The vessel was carrying researchers to Franz Josef Land, a Russian archipelago far above the Arctic Circle whose only human residents are military personnel. The trip stopped by various locales previously visited by 19th-century Arctic explorers, and its participants studied the glaciers as well as the plants and animals present on the islands.


Smaller boats brought participants between a main vessel and the islands. It was one of these crafts that a mother walrus reportedly attacked and sank, perhaps because she felt her cubs were being threatened.

Walruses are large, tusked marine mammals in the same pinniped clade as seals and sea lions. They inhabit icy Arctic waters and can weigh over a ton.

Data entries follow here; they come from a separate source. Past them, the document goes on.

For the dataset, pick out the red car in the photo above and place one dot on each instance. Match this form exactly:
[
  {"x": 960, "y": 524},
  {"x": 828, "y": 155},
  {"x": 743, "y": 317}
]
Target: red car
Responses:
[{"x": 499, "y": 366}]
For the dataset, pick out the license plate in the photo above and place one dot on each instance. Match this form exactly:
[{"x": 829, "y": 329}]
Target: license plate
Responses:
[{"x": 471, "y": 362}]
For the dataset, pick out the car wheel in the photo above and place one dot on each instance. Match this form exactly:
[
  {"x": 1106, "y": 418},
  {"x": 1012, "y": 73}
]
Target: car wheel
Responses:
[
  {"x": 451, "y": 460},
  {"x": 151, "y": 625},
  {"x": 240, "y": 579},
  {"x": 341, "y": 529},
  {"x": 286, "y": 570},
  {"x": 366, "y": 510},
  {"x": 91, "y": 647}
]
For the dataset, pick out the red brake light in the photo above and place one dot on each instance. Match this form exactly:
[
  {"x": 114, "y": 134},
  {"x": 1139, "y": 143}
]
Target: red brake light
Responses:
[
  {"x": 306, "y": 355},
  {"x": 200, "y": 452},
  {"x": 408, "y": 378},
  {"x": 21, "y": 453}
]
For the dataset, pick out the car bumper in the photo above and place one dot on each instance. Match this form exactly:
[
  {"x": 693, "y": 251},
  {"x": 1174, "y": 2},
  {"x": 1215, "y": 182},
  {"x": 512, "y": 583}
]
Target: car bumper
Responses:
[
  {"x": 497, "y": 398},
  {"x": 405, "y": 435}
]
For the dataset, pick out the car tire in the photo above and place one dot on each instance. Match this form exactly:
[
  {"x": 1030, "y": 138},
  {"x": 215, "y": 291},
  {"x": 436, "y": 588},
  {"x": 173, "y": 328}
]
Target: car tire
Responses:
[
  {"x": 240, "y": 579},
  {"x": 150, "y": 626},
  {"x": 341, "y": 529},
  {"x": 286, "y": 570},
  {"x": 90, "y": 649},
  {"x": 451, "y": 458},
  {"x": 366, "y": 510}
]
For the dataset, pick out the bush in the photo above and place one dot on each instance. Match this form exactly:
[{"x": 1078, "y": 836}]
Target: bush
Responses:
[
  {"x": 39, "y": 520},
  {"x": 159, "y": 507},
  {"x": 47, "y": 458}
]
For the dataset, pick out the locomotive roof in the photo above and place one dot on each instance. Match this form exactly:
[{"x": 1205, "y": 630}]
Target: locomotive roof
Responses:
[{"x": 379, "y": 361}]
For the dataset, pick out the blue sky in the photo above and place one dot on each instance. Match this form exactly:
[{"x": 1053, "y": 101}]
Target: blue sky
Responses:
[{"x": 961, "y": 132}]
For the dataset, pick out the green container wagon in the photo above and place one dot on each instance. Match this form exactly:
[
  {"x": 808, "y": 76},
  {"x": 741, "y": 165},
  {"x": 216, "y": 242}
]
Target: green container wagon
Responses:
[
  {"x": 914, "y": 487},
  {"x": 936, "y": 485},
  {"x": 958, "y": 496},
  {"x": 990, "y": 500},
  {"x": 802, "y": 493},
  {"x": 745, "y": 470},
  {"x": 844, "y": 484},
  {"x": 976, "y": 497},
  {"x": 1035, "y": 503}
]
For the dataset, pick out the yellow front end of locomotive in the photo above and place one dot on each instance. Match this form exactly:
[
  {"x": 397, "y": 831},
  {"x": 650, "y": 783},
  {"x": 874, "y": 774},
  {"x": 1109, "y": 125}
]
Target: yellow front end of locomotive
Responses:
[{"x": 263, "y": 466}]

Walrus attacks on humans and their vessels aren’t uncommon, according to Lori Quakenbush, a biologist from the Alaska Department of Fish and Game’s Arctic Marine Mammal Program (who was not on the Russian vessel). “We have to be careful during research not to get surrounded by ice and walruses without an escape route. Calves are curious and will approach a boat, which makes the mother aggressive to defend the calf,” Quakenbush told Gizmodo in an email. “Groups of young males can also be aggressive and dangerous to small boats.”

Quakenbush explained that walrus hunters have encountered walruses puncturing skin boats with their tusks or even flipping over aluminum boats.


In short, if you ever find yourself confronted by walruses, you better have an escape plan.